Opere, quelle a sfondo politico, che fanno pensare e che provocano, ma «aumentano anche la visibilità di chi le fa», ricorda Decia ad HuffPost. E così, «se per alcuni è una forma di protesta nei confronti di qualcosa che non piace, per altri è semplice ricerca di popolarità». Se Warhol diceva che in futuro tutti avremmo avuto 15 minuti di celebrità, «ora le persone hanno un modo diverso di calcolarla, ci sono i like». Ad ogni modo, secondo Decia, le opere non hanno avuto alcun effetto reale sul personaggio o sulla sua leadership: «Fanno sorridere chi si oppone e indignano chi lo stima senza però accrescere o modificare le file degli uni o degli altri». Prima di Salvini, solo Berlusconi aveva scatenato una simile produzione. «Venti anni di immagini provocatorie, un bombardamento che avrebbe asfaltato chiunque», ricorda Beast. Ma «sono forse servite a qualcosa?». La domanda è retorica. Nessuno di loro ammette di fare politica in senso stretto. L’obiettivo è, invece, quello di portare i cittadini a farsi delle domande. «Con la tecnica del fotomontaggio – spiega Beast ad HuffPost – creo immagini nuove che risultano credibili: non vere, ma plausibili. A me interessa il rapporto che si crea tra lo spettatore e l’immagine, il momento in cui si chiede se ciò che sta vedendo è vero o falso». Il caso del Salvini-Hitler è esemplare: «Ho accuratamente scelto di cancellare, o di non aggiungere, ogni evidente riferimento al nazismo».

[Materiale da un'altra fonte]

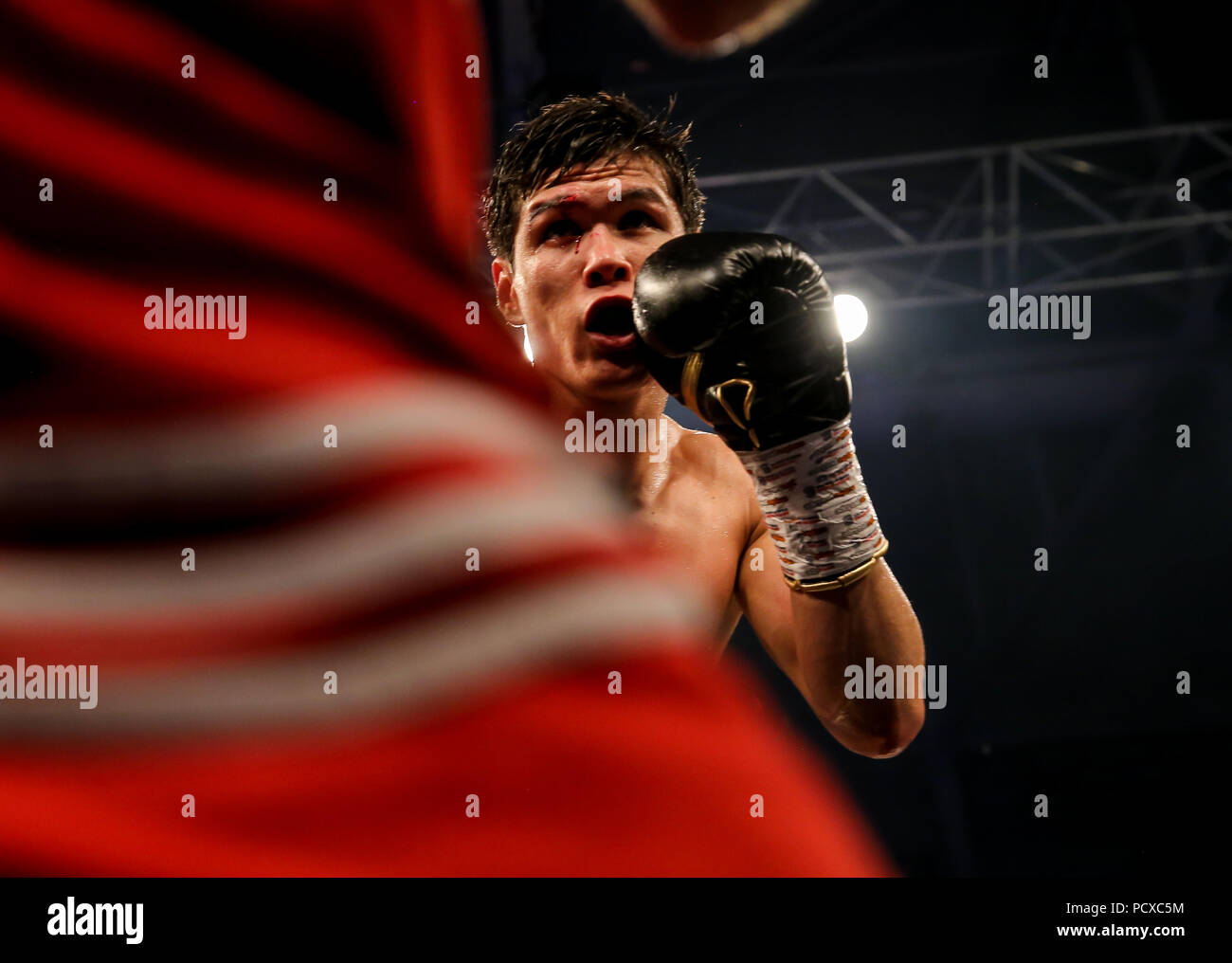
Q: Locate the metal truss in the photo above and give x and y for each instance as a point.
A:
(1054, 216)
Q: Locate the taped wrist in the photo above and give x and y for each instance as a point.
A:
(817, 507)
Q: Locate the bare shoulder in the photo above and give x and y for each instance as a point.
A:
(703, 456)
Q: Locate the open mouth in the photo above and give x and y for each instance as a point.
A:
(611, 320)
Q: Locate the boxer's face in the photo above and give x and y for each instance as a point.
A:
(577, 245)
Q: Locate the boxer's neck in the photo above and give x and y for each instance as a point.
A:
(637, 474)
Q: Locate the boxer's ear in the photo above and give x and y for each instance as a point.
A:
(506, 299)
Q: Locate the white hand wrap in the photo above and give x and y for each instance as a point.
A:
(816, 506)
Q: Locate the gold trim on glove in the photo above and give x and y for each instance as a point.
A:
(748, 406)
(842, 581)
(689, 383)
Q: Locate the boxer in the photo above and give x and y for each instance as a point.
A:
(769, 515)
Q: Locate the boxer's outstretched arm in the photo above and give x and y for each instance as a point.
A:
(813, 638)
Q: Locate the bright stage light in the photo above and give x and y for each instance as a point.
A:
(853, 316)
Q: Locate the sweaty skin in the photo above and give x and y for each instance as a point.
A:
(584, 239)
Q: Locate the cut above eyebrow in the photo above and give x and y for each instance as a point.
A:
(637, 193)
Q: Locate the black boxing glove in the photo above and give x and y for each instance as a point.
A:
(740, 329)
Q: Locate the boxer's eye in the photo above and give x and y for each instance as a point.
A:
(632, 218)
(562, 227)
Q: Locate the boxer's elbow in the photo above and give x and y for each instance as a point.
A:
(886, 736)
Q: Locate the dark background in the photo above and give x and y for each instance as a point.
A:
(1060, 682)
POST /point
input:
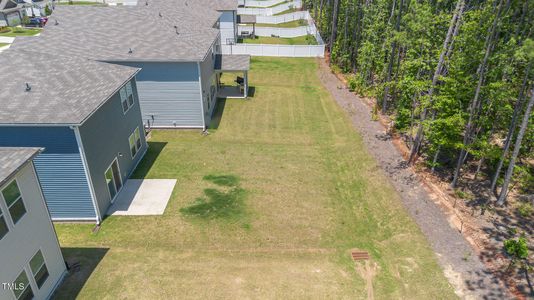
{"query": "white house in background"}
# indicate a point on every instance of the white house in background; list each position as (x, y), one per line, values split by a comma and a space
(13, 11)
(31, 263)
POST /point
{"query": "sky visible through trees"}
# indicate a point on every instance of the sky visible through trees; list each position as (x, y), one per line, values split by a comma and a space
(455, 76)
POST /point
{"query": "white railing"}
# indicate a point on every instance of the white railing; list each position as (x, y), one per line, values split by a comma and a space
(275, 50)
(298, 15)
(259, 3)
(286, 32)
(269, 11)
(277, 31)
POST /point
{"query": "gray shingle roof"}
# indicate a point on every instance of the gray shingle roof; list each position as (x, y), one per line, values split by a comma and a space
(64, 89)
(194, 6)
(246, 19)
(108, 34)
(232, 62)
(12, 159)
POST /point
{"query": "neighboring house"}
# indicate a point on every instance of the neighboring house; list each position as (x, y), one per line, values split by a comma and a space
(11, 13)
(175, 47)
(37, 8)
(223, 12)
(31, 263)
(87, 117)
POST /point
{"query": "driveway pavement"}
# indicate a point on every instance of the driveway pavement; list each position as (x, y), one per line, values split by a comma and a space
(141, 197)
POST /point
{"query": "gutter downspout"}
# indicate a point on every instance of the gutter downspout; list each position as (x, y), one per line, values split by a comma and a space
(87, 173)
(201, 97)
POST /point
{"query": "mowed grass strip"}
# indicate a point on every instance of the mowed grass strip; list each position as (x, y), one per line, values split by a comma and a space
(290, 24)
(300, 40)
(313, 194)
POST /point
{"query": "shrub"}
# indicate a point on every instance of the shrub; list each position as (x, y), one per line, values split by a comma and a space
(357, 84)
(517, 249)
(525, 209)
(48, 10)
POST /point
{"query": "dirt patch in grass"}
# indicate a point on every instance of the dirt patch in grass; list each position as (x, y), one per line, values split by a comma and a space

Non doveva esserci nulla di obiettivamente hitleriano. «Nell’immagine c’è qualcuno che assomiglia a Salvini e che indossa una divisa militare in stile anni Trenta», eppure tutti «hanno compiuto quell’associazione di idee». E si chiede: «Sarebbe avvenuto anche se ci fosse stato il volto di un altro politico? Ecco, forse lo spettatore vede solo ciò che è predisposto a vedere».